Others have been less kind. Growing up in a country club setting, my curiosity about the underside of the American Dream didn't always have the most receptive audience. Still, I had this nagging suspicion that my feeling of disconnection with the suburban car culture was not just a personal problem and that society itself was disconnected from something important and somehow obvious - but what? I was dimly aware that our affluent lifestyle was causing problems for other people and the planet; but these problems were in far off places like Iraq and the Arctic. I couldn't put my finger on the problem until I heard about peak oil. I felt like I had finally put on a pair of glasses and read the bold letters on the page: "SUSTAINABILITY"!
The problem now seemed important and obvious: our society and its economy are not sustainable. We consume finite resources ravenously and spit out toxic waste and climate-changing emissions on a massive scale. One of the clearest examples of this is our addiction to oil.
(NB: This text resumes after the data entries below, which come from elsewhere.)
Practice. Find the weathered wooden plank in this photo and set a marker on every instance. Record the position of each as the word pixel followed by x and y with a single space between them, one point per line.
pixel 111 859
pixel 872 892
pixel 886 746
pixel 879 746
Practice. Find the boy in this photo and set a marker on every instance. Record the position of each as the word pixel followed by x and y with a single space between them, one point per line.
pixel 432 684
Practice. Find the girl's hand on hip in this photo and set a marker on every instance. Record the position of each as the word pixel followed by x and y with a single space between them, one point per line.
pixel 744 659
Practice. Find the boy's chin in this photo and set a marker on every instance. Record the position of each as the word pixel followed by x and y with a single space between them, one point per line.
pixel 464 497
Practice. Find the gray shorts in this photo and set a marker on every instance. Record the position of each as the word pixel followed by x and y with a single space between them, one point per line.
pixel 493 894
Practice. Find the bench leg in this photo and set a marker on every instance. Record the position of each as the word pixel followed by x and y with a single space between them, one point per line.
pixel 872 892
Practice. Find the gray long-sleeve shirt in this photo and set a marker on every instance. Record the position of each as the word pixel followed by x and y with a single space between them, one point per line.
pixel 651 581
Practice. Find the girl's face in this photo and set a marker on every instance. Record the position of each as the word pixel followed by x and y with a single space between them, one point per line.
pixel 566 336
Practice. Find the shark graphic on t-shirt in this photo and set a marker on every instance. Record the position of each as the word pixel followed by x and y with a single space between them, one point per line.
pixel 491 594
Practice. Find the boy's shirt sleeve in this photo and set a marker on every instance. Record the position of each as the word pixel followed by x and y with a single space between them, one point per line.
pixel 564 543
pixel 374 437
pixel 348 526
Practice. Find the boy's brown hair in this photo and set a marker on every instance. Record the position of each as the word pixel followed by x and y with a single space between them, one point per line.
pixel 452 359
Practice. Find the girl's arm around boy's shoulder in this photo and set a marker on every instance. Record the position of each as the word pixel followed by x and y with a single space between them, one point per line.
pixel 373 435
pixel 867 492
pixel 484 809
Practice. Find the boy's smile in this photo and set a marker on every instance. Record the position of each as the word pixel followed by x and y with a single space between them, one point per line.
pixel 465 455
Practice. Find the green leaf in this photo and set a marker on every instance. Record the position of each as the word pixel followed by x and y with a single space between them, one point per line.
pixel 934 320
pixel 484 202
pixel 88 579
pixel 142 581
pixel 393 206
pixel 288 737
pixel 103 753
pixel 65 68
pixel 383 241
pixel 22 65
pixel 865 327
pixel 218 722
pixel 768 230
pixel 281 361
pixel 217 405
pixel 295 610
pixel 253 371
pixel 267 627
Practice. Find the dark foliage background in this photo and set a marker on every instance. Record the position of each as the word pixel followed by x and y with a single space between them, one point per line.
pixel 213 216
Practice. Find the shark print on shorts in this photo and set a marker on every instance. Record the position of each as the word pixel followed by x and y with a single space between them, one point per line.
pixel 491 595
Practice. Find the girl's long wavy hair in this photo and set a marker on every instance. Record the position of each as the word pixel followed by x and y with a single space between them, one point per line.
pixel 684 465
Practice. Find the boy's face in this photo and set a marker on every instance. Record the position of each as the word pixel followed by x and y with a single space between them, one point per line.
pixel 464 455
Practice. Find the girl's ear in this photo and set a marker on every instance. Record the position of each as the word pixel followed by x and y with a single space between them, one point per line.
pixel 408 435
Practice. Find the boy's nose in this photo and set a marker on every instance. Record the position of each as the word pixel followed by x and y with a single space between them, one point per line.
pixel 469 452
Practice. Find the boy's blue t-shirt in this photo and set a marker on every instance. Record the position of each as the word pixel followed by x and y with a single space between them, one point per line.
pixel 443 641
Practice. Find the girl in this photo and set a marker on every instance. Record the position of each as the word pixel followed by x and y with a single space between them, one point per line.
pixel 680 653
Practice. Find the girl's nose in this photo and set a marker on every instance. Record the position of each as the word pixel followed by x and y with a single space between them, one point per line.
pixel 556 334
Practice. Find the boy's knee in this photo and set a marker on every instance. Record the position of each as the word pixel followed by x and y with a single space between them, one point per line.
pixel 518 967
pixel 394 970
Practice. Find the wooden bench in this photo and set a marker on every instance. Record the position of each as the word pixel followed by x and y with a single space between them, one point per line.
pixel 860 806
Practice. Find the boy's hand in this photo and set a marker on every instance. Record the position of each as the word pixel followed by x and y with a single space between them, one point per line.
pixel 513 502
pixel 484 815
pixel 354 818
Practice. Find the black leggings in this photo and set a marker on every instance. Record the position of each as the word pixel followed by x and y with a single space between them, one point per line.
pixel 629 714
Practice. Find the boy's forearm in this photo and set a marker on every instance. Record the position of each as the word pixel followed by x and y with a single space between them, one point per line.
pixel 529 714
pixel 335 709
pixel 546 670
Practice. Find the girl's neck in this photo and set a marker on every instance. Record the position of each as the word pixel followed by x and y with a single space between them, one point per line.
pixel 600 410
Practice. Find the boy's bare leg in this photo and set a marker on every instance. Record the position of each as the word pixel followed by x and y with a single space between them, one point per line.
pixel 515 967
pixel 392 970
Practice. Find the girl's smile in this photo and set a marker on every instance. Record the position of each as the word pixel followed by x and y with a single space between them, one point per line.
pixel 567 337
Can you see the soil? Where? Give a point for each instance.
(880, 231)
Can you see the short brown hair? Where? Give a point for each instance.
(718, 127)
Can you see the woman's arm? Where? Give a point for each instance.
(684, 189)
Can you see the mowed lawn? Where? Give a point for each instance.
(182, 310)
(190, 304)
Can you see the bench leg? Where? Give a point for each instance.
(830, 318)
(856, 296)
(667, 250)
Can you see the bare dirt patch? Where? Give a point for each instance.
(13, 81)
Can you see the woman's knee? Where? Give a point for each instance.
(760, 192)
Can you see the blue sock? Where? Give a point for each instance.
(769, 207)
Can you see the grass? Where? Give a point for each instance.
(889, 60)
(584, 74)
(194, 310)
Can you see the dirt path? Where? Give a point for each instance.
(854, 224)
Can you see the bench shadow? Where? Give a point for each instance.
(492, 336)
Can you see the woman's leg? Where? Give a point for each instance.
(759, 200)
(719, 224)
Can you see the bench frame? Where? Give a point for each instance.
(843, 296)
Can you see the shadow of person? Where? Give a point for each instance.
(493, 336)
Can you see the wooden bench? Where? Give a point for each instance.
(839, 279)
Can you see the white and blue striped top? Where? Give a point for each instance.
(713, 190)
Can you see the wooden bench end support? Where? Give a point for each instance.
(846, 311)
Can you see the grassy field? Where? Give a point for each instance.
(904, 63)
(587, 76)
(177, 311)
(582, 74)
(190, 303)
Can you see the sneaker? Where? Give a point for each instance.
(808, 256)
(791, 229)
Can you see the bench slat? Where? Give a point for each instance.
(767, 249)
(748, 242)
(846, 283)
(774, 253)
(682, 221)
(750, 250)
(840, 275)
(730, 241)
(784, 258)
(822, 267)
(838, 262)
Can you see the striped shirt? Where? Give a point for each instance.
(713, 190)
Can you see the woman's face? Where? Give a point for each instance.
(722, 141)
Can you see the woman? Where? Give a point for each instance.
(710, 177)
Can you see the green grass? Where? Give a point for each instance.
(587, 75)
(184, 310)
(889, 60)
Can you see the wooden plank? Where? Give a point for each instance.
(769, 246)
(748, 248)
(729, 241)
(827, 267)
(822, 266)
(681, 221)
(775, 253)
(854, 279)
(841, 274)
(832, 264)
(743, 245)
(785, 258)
Pretty much everyone agrees we will run out eventually, but most have assumed that this is a long way off and we will find alternatives in plenty of time. The repeated experience of regional and national oil peaks in the U.S. and around the world tell us a completely different story:
By definition, we will reach global peak oil production at the point that we are extracting the most oil we ever will. We will be awash in oil and its detritus the moment before we can no longer produce any more to keep up with exploding demand (think China and India). Upon reaching peak, we will have immediate and serious problems including resource conflicts (wars), shortages, and rapid price increases – it will not be the end of oil that causes havoc, it will be the end of cheap oil and the competition for the remaining supply. If that is not at least part of the reason we find ourselves bankrupting our country to engage in two simultaneous wars in an oil-rich region, I don't know what is.
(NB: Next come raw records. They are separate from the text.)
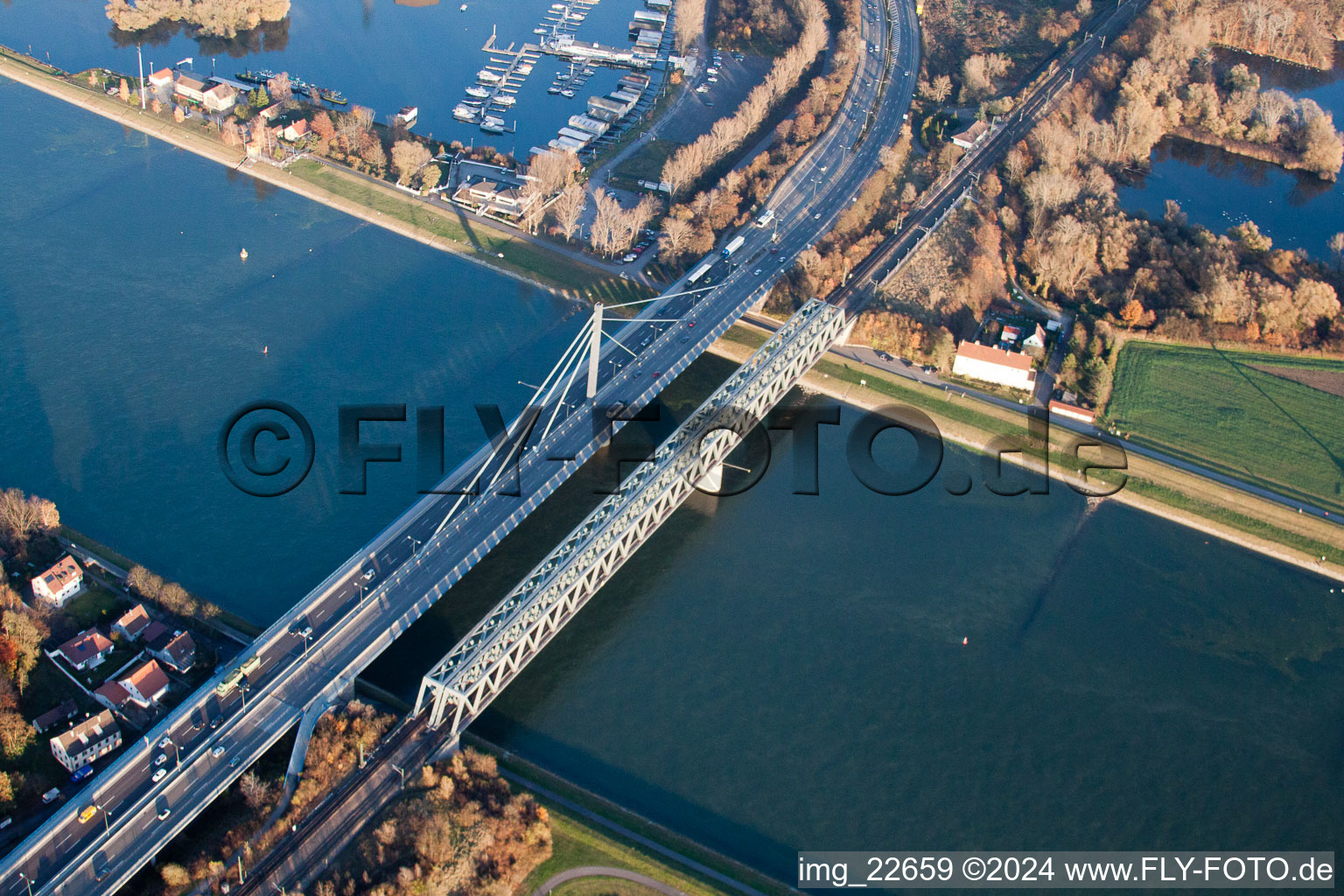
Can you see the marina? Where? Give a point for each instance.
(507, 69)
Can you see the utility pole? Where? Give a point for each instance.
(594, 348)
(140, 60)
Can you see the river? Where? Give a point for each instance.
(1221, 190)
(773, 672)
(383, 54)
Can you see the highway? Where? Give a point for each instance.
(312, 653)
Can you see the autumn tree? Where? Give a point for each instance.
(1132, 313)
(175, 876)
(676, 234)
(24, 517)
(255, 790)
(144, 582)
(15, 734)
(323, 127)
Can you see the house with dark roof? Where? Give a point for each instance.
(87, 650)
(52, 718)
(995, 366)
(87, 742)
(132, 624)
(175, 650)
(970, 137)
(112, 695)
(152, 632)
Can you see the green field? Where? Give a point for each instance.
(1216, 409)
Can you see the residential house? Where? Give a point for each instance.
(190, 89)
(60, 582)
(175, 650)
(152, 632)
(970, 137)
(160, 80)
(87, 742)
(1073, 411)
(87, 650)
(995, 366)
(132, 624)
(54, 718)
(145, 684)
(220, 98)
(296, 130)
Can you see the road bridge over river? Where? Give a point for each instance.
(312, 653)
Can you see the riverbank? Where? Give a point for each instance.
(1256, 524)
(1263, 152)
(379, 205)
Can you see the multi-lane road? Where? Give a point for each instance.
(311, 654)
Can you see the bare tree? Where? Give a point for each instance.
(676, 234)
(569, 207)
(255, 790)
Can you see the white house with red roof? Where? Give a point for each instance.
(995, 366)
(132, 624)
(87, 650)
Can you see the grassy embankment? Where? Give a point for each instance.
(1187, 499)
(376, 203)
(1222, 410)
(579, 841)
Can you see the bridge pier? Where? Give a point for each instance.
(466, 682)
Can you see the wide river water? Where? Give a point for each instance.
(379, 54)
(772, 672)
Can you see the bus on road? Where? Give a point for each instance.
(235, 677)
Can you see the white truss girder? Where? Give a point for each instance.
(501, 644)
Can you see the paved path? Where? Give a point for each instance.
(599, 871)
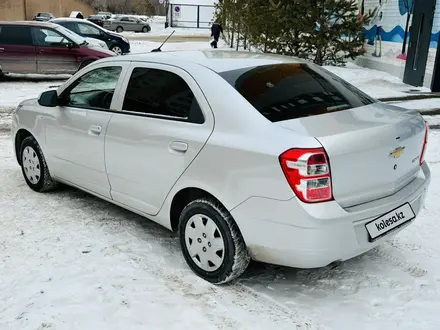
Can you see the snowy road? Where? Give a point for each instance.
(71, 261)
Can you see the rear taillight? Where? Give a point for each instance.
(308, 174)
(425, 144)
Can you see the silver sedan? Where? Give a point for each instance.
(127, 23)
(245, 156)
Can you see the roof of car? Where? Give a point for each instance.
(29, 23)
(70, 19)
(216, 60)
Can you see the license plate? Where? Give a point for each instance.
(390, 221)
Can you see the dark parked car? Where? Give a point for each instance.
(115, 42)
(43, 17)
(41, 47)
(106, 14)
(97, 19)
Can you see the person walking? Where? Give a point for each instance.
(216, 29)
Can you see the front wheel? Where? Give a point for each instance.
(211, 242)
(34, 166)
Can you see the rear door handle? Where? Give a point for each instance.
(96, 129)
(179, 146)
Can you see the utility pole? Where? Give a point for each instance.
(25, 9)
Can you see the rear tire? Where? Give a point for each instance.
(211, 241)
(34, 167)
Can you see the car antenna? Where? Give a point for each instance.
(163, 43)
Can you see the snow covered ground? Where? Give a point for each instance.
(71, 261)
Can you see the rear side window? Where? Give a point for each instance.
(68, 25)
(88, 29)
(15, 35)
(288, 91)
(162, 93)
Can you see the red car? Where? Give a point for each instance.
(37, 47)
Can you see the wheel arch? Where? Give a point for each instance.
(21, 134)
(182, 198)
U.S. peak oil occurred in 1970, the same year as the first Earth Day – exactly as predicted by the concept's inventor, Shell Oil geologist M. King Hubbard, and with his predicted results: an oil conflict (the Arab embargo), shortages causing long lines, and a 400 percent price increase. Global peak oil is predicted, by a variety of experts, to occur between the years 2010-2030, with many experts feeling we have already hit peak extraction. For the next generation, it hardly matters when. At the present rate of development, no oil alternatives will come even close to replacing oil within that time frame, and some of the leading alternatives offered (i.e. hydrogen, tar deposits, "drill-baby-drill") are not realistic solutions regardless of lead time.
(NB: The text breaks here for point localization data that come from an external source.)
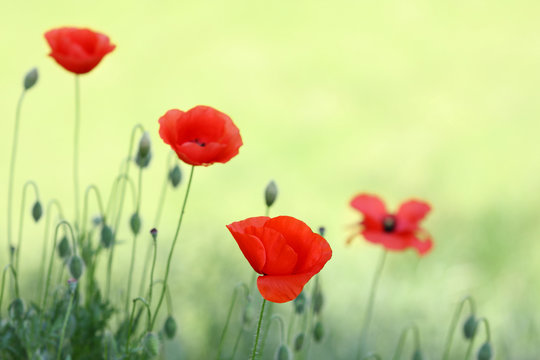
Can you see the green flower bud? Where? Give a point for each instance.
(150, 344)
(135, 223)
(270, 193)
(299, 342)
(485, 352)
(318, 331)
(37, 211)
(175, 176)
(469, 327)
(30, 79)
(283, 353)
(64, 250)
(300, 303)
(107, 236)
(16, 309)
(76, 267)
(169, 328)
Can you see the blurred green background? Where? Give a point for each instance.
(430, 99)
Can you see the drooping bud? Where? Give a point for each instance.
(76, 267)
(299, 342)
(318, 331)
(300, 303)
(270, 193)
(142, 159)
(150, 344)
(485, 352)
(64, 250)
(135, 223)
(283, 353)
(169, 328)
(469, 327)
(107, 236)
(30, 79)
(37, 211)
(16, 309)
(175, 176)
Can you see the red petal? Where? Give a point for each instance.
(280, 289)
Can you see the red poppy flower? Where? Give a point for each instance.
(284, 250)
(200, 136)
(397, 231)
(78, 50)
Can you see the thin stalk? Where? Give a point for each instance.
(371, 302)
(172, 246)
(254, 351)
(453, 324)
(66, 318)
(12, 172)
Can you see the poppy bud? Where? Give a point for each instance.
(150, 344)
(283, 353)
(417, 355)
(106, 236)
(485, 352)
(135, 223)
(469, 327)
(30, 79)
(318, 301)
(37, 211)
(76, 267)
(299, 342)
(64, 249)
(142, 159)
(318, 331)
(270, 193)
(169, 328)
(300, 303)
(175, 176)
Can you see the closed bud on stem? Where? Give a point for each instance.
(30, 79)
(135, 223)
(64, 250)
(469, 327)
(318, 331)
(169, 328)
(175, 176)
(300, 303)
(76, 267)
(270, 193)
(283, 353)
(107, 236)
(150, 344)
(485, 352)
(299, 342)
(37, 211)
(16, 309)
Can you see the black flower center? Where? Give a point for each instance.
(389, 223)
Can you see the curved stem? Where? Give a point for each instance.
(254, 351)
(453, 324)
(12, 171)
(229, 313)
(371, 302)
(172, 246)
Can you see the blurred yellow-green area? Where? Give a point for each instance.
(436, 100)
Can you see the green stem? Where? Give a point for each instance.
(371, 302)
(229, 313)
(254, 352)
(12, 172)
(172, 246)
(453, 324)
(66, 318)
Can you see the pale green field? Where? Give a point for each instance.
(428, 99)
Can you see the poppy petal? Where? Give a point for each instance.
(280, 289)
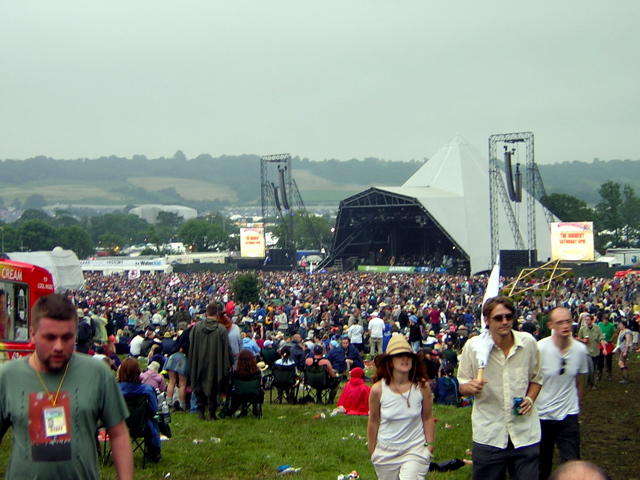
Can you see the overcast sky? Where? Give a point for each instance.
(318, 79)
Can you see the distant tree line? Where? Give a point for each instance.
(113, 232)
(616, 216)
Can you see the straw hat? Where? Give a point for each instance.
(398, 344)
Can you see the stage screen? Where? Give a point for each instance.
(572, 241)
(252, 243)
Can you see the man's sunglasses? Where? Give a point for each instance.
(500, 318)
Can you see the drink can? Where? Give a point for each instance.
(517, 401)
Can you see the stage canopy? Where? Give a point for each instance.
(439, 217)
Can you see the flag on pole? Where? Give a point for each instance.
(485, 343)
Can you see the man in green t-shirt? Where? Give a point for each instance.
(591, 335)
(54, 400)
(606, 359)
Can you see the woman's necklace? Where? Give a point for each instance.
(402, 395)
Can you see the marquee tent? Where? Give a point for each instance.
(441, 211)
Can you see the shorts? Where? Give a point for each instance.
(391, 464)
(177, 363)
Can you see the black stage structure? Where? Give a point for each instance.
(377, 227)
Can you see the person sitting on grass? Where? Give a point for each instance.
(446, 392)
(354, 399)
(152, 378)
(128, 378)
(319, 360)
(247, 369)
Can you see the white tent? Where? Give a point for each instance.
(63, 265)
(453, 186)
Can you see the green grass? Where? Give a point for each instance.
(287, 434)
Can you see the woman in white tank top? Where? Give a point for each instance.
(401, 431)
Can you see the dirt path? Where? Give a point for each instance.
(610, 435)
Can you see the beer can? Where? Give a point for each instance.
(517, 401)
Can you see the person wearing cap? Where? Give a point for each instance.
(625, 340)
(563, 361)
(376, 332)
(152, 377)
(400, 431)
(503, 439)
(319, 359)
(591, 335)
(415, 334)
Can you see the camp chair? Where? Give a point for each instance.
(245, 393)
(284, 383)
(269, 355)
(138, 406)
(319, 385)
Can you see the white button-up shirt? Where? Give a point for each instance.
(507, 377)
In a society with a serious addiction to oil, we are all addicts – call us "oilaholics" – and why not?
The machines we have created to harness fossil fuels have made pharaohs of us all.
How many slaves would it take to haul you, your friends, the dog, your clothes and your toys up north for the weekend? We like to think that our wealth is due to our technological wizardry and that our next big technology fix is right around the corner. Could it be, instead, that we have simply borrowed the power of sunlight from the past and are willing to allow future generations to pay the price?
Despite the well-financed deniers, there is now scientific consensus that our collective activity is causing global climate damage and the issue is now one of magnitude. We are like an irresponsible borrower, enjoying our newly purchased lifestyle, while pushing our kids towards the bill collector banging at the door.